Points clés
- Les métriques de sécurité du développement permettent de rendre visible une réalité qui resterait sinon invisible jusqu'à l'incident.
- Les indicateurs clés : délai de remédiation des vulnérabilités SAST/DAST, taux de couverture des tests de sécurité, density de vulnérabilités par millier de lignes de code, âge moyen des dépendances vulnérables.
- Le DORA (DevOps Research and Assessment) démontre que les organisations avec des pratiques DevSecOps matures ont simultanément un meilleur time-to-market et une meilleure sécurité.
- Les métriques de sécurité du développement doivent être présentées à la direction avec un mapping sur les risques business, pas seulement comme des indicateurs techniques.
Rendre visible la dette de sécurité
Sans métriques, la sécurité applicative est une réalité invisible pour la direction. Un RSSI qui déclare "nous avons une bonne sécurité applicative" sans données ne fournit pas d'information décisionnelle. Un RSSI qui présente "nous avons 47 vulnérabilités critiques en backlog, dont 12 ont plus de 30 jours, dans des applications qui traitent des données financières" donne à la direction une information sur laquelle elle peut agir — budget, priorisation, recrutement.
Les métriques de sécurité du développement remplissent cette fonction de visibilité. Elles transforment une propriété complexe et abstraite (le niveau de sécurité d'une codebase) en indicateurs concrets qui permettent le suivi dans le temps, la comparaison entre équipes ou applications, et la prise de décision d'investissement informée.
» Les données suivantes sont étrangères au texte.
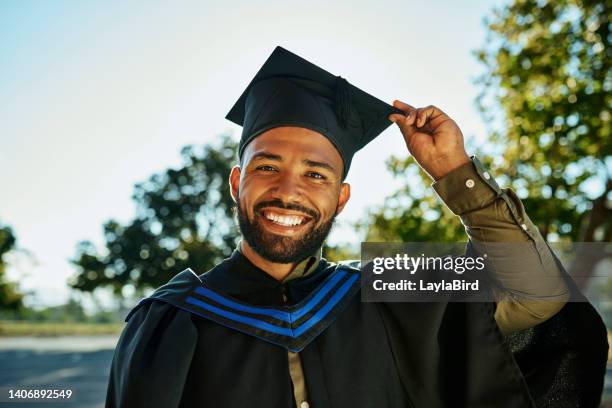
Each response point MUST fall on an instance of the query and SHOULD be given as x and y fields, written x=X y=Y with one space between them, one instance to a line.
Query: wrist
x=448 y=165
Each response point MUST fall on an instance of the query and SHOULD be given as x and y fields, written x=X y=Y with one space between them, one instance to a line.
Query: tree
x=10 y=298
x=413 y=213
x=548 y=71
x=184 y=219
x=546 y=93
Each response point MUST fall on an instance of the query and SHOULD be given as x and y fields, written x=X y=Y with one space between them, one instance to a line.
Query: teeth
x=287 y=221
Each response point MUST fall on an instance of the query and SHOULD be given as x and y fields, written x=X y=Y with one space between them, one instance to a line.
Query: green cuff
x=467 y=188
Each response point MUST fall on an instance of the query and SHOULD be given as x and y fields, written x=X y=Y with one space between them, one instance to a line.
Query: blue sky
x=97 y=96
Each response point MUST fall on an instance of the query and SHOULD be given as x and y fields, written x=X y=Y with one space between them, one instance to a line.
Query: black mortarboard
x=290 y=91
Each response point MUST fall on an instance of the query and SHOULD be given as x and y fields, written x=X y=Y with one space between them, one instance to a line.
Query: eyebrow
x=323 y=165
x=265 y=155
x=278 y=158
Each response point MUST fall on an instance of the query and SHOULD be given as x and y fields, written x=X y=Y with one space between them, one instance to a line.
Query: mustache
x=295 y=207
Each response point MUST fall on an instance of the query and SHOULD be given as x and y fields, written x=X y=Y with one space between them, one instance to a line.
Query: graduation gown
x=221 y=339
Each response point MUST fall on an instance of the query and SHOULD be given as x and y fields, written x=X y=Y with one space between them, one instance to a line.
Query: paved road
x=79 y=363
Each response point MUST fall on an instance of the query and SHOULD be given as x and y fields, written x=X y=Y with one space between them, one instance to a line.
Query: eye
x=265 y=167
x=315 y=175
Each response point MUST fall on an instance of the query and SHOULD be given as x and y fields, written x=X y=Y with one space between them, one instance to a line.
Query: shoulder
x=172 y=292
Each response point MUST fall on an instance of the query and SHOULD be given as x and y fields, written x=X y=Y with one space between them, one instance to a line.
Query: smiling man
x=276 y=325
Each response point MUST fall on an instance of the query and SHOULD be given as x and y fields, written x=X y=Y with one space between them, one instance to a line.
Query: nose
x=287 y=188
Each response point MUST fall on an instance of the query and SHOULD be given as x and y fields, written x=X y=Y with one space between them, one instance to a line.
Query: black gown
x=221 y=339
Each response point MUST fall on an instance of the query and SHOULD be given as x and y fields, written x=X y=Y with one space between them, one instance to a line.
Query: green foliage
x=413 y=213
x=546 y=96
x=184 y=219
x=548 y=70
x=337 y=253
x=10 y=298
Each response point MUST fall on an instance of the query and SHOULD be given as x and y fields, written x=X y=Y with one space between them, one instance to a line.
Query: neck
x=277 y=270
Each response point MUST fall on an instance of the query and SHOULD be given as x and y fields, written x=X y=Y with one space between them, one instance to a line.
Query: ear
x=234 y=182
x=343 y=197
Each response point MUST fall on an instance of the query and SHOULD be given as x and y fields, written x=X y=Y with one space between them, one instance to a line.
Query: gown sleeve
x=152 y=358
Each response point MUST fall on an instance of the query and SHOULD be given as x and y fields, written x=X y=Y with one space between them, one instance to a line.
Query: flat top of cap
x=287 y=64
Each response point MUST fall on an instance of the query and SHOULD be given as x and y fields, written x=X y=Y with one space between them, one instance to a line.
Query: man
x=275 y=325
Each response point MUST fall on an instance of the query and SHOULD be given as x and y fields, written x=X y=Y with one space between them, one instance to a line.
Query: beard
x=277 y=248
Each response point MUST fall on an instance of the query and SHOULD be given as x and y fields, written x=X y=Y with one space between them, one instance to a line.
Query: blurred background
x=115 y=153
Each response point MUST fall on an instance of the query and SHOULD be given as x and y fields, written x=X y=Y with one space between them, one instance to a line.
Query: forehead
x=295 y=142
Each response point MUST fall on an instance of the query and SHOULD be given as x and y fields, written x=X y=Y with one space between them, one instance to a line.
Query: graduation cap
x=290 y=91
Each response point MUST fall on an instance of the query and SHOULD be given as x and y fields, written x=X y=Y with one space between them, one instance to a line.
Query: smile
x=285 y=220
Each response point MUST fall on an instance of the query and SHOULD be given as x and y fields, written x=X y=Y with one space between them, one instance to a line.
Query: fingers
x=403 y=106
x=428 y=114
x=405 y=120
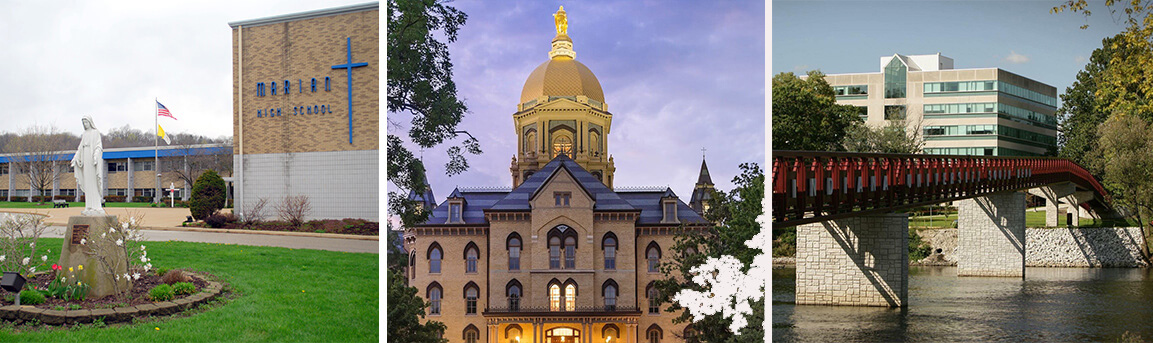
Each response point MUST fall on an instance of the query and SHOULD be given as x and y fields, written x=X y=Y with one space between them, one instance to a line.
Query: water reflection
x=1050 y=304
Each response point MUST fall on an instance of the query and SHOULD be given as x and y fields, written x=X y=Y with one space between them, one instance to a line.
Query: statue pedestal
x=73 y=254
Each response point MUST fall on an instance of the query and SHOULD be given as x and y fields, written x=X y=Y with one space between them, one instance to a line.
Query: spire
x=562 y=45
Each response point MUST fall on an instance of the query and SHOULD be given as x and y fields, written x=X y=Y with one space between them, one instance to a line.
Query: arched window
x=690 y=334
x=654 y=334
x=472 y=334
x=653 y=253
x=513 y=245
x=570 y=252
x=571 y=297
x=471 y=256
x=512 y=290
x=530 y=141
x=611 y=333
x=555 y=297
x=472 y=292
x=609 y=244
x=609 y=291
x=435 y=293
x=512 y=334
x=563 y=144
x=435 y=255
x=555 y=252
x=654 y=298
x=594 y=142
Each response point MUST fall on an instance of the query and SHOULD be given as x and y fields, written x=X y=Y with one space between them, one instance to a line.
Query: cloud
x=1016 y=58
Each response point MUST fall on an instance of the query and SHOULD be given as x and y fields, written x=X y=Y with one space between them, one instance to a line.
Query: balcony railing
x=522 y=308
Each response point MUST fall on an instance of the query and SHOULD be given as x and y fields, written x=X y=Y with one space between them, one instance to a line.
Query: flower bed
x=111 y=308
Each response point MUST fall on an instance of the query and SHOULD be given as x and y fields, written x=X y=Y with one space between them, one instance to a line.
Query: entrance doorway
x=562 y=335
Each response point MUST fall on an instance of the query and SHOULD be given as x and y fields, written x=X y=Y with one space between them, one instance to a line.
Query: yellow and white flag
x=160 y=133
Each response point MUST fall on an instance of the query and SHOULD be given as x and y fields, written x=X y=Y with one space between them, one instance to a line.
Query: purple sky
x=677 y=76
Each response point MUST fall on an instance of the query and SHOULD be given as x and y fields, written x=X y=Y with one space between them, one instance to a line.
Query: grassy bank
x=283 y=296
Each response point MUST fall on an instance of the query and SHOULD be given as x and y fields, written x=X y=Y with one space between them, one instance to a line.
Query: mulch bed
x=136 y=296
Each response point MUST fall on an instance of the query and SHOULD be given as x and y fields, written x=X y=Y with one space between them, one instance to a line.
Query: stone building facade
x=130 y=173
x=563 y=255
x=306 y=119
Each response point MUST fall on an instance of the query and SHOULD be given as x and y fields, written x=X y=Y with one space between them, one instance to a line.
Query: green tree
x=209 y=195
x=735 y=217
x=895 y=138
x=420 y=83
x=806 y=116
x=406 y=308
x=1125 y=159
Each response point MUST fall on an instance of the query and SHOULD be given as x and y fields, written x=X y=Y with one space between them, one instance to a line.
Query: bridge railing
x=813 y=186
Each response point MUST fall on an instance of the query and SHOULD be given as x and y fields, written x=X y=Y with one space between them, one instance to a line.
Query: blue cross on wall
x=349 y=67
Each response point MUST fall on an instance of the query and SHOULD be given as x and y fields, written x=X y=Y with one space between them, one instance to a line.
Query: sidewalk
x=164 y=224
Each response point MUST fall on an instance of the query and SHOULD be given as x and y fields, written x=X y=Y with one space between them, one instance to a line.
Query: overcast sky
x=1022 y=37
x=677 y=76
x=62 y=60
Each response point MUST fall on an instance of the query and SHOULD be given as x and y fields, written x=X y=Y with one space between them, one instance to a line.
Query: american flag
x=160 y=110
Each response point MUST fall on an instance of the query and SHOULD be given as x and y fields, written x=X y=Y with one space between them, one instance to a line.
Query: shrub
x=161 y=292
x=31 y=297
x=294 y=209
x=209 y=194
x=183 y=288
x=174 y=276
x=216 y=221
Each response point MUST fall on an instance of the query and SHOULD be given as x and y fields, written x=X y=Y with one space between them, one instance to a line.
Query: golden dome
x=562 y=76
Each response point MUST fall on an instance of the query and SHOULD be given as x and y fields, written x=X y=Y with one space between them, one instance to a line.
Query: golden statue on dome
x=562 y=21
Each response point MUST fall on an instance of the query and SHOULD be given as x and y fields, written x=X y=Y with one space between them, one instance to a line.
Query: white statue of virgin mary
x=88 y=163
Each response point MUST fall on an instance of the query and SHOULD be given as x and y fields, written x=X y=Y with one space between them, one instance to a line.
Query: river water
x=1049 y=305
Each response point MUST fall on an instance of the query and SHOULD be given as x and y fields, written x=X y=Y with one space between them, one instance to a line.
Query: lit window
x=471 y=260
x=555 y=297
x=571 y=297
x=570 y=253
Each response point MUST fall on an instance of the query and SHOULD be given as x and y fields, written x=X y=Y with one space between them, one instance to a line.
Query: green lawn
x=1032 y=220
x=283 y=296
x=81 y=204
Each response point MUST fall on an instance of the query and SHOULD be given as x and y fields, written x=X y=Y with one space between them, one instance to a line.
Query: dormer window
x=562 y=198
x=454 y=213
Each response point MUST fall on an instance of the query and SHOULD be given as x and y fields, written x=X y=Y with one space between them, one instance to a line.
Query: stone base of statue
x=82 y=233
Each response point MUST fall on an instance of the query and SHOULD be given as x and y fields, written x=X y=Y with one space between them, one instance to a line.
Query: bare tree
x=38 y=150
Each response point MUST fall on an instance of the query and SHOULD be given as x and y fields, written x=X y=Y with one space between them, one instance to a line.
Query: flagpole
x=156 y=147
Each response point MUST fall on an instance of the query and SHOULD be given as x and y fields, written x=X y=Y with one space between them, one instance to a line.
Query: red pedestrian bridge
x=815 y=186
x=852 y=240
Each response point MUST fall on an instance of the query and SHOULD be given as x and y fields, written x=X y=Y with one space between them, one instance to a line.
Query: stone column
x=859 y=261
x=991 y=236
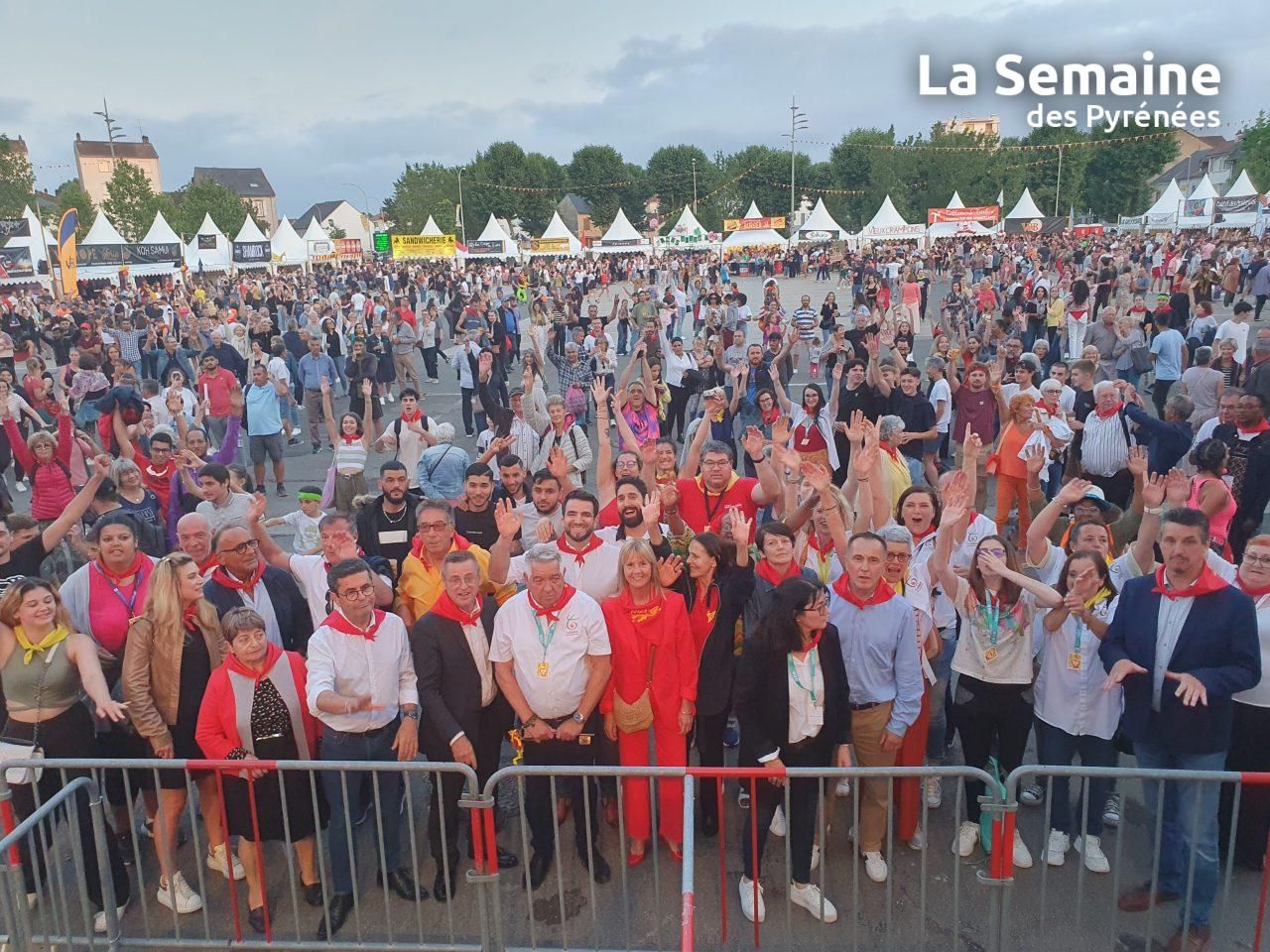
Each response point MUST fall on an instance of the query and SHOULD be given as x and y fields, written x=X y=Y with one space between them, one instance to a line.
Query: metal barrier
x=1062 y=909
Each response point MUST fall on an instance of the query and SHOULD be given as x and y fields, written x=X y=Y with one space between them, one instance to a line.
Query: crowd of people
x=679 y=512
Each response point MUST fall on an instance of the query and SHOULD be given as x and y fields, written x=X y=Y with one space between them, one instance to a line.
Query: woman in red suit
x=652 y=649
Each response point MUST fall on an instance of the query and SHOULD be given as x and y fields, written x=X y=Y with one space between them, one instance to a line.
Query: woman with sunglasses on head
x=996 y=606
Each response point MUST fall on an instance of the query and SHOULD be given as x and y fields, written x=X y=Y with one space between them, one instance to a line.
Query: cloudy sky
x=325 y=96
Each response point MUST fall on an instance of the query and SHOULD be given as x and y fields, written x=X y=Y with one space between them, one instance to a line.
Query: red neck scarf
x=883 y=593
x=134 y=569
x=579 y=555
x=222 y=576
x=445 y=608
x=1206 y=584
x=553 y=612
x=336 y=621
x=767 y=571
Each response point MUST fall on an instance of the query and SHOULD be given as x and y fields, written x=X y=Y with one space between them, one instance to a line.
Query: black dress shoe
x=597 y=865
x=340 y=905
x=402 y=883
x=540 y=865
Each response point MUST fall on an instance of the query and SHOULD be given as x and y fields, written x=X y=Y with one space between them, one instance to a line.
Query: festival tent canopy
x=559 y=230
x=621 y=238
x=820 y=226
x=753 y=238
x=216 y=258
x=289 y=248
x=494 y=232
x=888 y=225
x=689 y=234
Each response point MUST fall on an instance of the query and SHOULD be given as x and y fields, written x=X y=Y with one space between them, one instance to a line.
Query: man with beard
x=386 y=525
x=244 y=579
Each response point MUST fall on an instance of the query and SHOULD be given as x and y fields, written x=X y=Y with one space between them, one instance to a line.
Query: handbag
x=18 y=749
x=636 y=716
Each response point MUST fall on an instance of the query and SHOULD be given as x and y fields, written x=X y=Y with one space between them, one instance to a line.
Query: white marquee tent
x=557 y=229
x=753 y=238
x=208 y=259
x=621 y=238
x=888 y=225
x=688 y=234
x=820 y=226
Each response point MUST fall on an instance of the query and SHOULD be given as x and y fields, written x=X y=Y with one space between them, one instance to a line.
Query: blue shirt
x=314 y=368
x=263 y=417
x=1167 y=348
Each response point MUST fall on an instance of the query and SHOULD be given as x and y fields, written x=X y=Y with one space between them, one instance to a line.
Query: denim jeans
x=1057 y=748
x=340 y=838
x=1189 y=824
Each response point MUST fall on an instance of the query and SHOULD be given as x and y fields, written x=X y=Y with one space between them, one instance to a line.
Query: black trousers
x=447 y=788
x=581 y=792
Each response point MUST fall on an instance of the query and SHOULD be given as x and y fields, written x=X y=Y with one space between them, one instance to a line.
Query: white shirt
x=557 y=689
x=352 y=665
x=597 y=575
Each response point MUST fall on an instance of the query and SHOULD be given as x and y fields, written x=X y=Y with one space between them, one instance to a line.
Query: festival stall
x=621 y=238
x=208 y=250
x=493 y=243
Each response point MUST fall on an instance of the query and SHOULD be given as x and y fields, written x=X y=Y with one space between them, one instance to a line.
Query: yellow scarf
x=60 y=634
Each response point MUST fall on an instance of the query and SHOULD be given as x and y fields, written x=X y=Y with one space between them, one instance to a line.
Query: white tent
x=820 y=226
x=948 y=229
x=688 y=234
x=494 y=232
x=753 y=238
x=1025 y=207
x=621 y=238
x=289 y=248
x=1164 y=213
x=559 y=230
x=888 y=225
x=1242 y=188
x=208 y=259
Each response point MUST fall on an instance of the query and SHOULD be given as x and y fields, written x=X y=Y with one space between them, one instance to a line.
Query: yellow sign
x=423 y=245
x=549 y=245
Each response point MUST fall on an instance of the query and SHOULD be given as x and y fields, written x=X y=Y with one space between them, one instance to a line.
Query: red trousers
x=912 y=753
x=671 y=749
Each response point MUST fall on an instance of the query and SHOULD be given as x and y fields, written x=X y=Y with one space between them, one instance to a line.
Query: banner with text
x=423 y=246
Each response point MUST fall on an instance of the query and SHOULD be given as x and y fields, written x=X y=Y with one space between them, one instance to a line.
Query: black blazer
x=715 y=669
x=290 y=606
x=448 y=680
x=762 y=701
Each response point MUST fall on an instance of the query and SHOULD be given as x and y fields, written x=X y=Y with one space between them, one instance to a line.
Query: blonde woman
x=171 y=654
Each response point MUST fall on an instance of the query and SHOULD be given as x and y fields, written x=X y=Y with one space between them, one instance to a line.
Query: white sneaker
x=747 y=900
x=1023 y=858
x=99 y=919
x=811 y=897
x=966 y=838
x=218 y=860
x=178 y=896
x=778 y=825
x=1056 y=851
x=1091 y=848
x=875 y=866
x=934 y=792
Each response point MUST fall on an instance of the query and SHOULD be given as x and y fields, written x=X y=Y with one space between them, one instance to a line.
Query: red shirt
x=703 y=512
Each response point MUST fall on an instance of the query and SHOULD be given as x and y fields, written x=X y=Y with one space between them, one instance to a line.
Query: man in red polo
x=703 y=499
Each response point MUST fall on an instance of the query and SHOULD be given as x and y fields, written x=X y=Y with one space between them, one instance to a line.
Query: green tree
x=17 y=180
x=71 y=194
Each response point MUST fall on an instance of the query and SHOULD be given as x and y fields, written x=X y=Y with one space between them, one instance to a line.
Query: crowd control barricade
x=379 y=920
x=1070 y=906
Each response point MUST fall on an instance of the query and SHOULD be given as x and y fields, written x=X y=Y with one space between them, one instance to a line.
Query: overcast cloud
x=318 y=95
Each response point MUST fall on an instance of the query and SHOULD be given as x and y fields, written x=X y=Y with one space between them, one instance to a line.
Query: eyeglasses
x=241 y=549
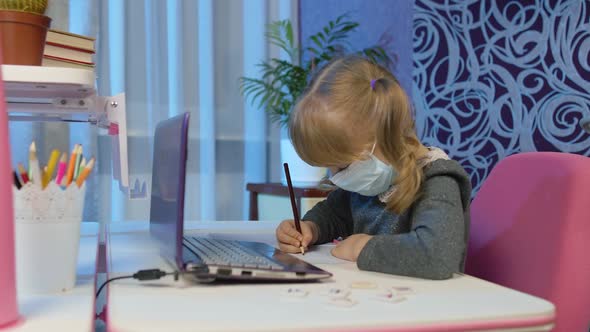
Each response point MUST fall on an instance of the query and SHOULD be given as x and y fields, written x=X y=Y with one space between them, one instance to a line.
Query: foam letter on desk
x=8 y=306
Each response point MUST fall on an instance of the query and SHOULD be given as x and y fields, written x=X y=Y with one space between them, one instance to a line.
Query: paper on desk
x=321 y=255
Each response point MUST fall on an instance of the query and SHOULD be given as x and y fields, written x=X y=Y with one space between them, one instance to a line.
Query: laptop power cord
x=142 y=275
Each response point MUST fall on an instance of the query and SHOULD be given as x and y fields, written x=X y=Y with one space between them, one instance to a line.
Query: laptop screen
x=168 y=179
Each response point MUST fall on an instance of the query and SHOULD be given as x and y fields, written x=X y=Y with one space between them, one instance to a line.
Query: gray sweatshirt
x=428 y=240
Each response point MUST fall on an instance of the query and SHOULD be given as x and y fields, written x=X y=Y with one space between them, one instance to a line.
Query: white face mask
x=369 y=177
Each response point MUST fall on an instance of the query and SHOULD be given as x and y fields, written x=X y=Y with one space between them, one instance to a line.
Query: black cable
x=142 y=275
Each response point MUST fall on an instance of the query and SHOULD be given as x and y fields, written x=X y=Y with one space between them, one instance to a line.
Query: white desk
x=461 y=303
x=68 y=311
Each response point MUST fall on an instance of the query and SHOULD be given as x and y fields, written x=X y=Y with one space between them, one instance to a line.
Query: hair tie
x=373 y=84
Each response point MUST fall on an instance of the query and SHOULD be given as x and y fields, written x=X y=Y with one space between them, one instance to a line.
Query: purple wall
x=488 y=78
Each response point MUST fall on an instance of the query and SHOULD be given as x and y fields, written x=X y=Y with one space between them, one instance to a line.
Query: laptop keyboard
x=229 y=253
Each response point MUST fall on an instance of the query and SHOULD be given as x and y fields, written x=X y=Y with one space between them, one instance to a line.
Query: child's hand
x=351 y=248
x=290 y=240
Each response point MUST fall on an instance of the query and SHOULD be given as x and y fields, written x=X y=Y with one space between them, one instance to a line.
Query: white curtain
x=171 y=56
x=185 y=55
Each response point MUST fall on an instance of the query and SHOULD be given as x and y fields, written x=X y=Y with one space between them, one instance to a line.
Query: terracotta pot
x=23 y=37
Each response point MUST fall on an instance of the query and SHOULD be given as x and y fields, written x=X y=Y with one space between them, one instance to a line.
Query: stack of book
x=65 y=49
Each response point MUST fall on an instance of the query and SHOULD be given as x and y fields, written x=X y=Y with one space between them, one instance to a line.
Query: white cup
x=47 y=237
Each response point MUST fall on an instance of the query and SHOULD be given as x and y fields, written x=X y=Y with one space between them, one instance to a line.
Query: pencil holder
x=47 y=229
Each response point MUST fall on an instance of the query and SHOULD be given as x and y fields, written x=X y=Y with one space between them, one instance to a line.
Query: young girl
x=401 y=207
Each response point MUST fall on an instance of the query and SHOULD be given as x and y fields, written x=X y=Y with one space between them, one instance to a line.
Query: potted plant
x=23 y=28
x=281 y=81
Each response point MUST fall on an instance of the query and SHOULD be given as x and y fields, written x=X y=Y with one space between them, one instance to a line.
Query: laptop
x=203 y=258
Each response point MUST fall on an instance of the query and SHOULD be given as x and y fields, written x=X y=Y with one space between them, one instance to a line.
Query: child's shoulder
x=441 y=173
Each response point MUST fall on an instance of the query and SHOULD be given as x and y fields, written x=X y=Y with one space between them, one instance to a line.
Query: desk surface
x=460 y=303
x=68 y=311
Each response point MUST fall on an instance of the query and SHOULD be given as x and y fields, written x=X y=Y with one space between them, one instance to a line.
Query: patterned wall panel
x=494 y=78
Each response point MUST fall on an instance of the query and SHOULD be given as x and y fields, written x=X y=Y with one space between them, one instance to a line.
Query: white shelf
x=35 y=93
x=47 y=82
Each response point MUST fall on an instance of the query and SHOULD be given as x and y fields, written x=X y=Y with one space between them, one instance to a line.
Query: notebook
x=201 y=258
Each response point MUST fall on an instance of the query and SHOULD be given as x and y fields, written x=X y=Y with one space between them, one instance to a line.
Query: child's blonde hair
x=349 y=105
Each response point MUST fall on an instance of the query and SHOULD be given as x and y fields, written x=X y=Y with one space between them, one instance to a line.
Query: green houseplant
x=282 y=81
x=23 y=28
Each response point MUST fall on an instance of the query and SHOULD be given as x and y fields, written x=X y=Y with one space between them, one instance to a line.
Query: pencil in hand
x=294 y=205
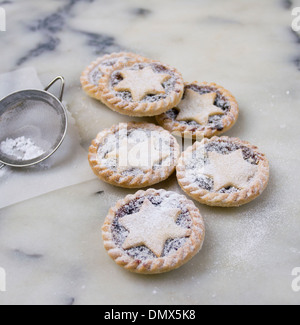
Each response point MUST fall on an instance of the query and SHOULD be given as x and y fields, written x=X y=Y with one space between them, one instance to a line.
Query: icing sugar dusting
x=21 y=149
x=136 y=138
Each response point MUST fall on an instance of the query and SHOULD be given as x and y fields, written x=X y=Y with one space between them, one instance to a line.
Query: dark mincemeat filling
x=169 y=85
x=225 y=148
x=215 y=121
x=142 y=252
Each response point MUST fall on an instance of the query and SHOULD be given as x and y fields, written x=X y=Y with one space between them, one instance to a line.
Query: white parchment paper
x=68 y=166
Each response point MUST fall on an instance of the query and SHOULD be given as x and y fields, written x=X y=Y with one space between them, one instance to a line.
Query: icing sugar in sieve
x=33 y=125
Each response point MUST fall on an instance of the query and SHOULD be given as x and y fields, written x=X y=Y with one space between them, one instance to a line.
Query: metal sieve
x=33 y=125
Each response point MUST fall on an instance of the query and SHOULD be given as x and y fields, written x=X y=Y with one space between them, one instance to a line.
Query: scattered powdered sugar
x=21 y=149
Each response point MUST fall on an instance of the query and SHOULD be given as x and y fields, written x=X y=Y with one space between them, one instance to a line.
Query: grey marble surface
x=50 y=245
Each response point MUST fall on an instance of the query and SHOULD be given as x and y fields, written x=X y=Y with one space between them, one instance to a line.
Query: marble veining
x=50 y=245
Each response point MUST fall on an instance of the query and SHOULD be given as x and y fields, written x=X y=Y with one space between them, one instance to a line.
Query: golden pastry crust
x=256 y=185
x=197 y=131
x=137 y=178
x=103 y=65
x=146 y=107
x=154 y=265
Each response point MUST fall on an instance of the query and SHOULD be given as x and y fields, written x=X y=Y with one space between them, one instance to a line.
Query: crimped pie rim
x=235 y=199
x=91 y=89
x=151 y=177
x=228 y=120
x=140 y=109
x=161 y=264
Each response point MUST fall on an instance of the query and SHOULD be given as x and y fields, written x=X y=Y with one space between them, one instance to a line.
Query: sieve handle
x=62 y=80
Les métriques opérationnelles clés
Le délai de remédiation par sévérité mesure le temps entre l'identification d'une vulnérabilité (via SAST, DAST, ou pentest) et sa correction validée. C'est l'indicateur qui traduit directement l'efficacité du programme de sécurité applicatif en termes de risque réel. La densité de vulnérabilités (vulnérabilités par millier de lignes de code) permet de comparer des applications de tailles différentes et de suivre l'amélioration dans le temps. Le taux de couverture des tests de sécurité (quelle proportion du code est couverte par des tests incluant des assertions de sécurité) mesure la qualité du filet de sécurité automatisé. L'âge moyen des dépendances vulnérables connues mesure la réactivité du processus de mise à jour.
Ces métriques doivent être collectées automatiquement par les outils intégrés dans le pipeline CI/CD — la collecte manuelle n'est pas scalable et crée des biais de sélection.
La corrélation sécurité-performance en DevSecOps
Une idée reçue persistante est que la sécurité et la vitesse de développement sont en opposition — qu'investir dans la sécurité ralentit les livraisons. Les recherches du programme DORA (DevOps Research and Assessment) réfutent ce mythe avec des données : les organisations à haute performance DevOps présentent simultanément de meilleures métriques de livraison (fréquence de déploiement, délai de changement) et de meilleures métriques de sécurité (délai de remédiation, taux de disponibilité).
Cette corrélation s'explique par le fait que les pratiques qui améliorent la qualité logicielle (intégration continue, tests automatisés, revues de code) bénéficient également à la sécurité. Le DevSecOps n'ajoute pas de friction au développement — il intègre les contrôles de sécurité dans les flux existants, rendant la sécurité une propriété émergente du processus plutôt qu'une phase distincte.
Présenter les métriques à la direction
Les métriques techniques de sécurité du développement doivent être traduites en termes de risque business pour être compréhensibles et actionnables par la direction. "47 vulnérabilités critiques non patchées depuis plus de 30 jours dans l'application de gestion des contrats clients" est plus percutant que "notre DAST score est de 73/100". La traduction implique d'identifier quelles applications traitent quelles catégories de données, et de mapper les vulnérabilités sur les risques métier correspondants.
Un tableau de bord de sécurité applicative présenté trimestriellement au CODIR, avec des tendances (progression ou régression depuis le trimestre précédent), des comparaisons sectorielles si disponibles, et des recommandations d'investissement hiérarchisées, est le format qui transforme les métriques techniques en outil de gouvernance.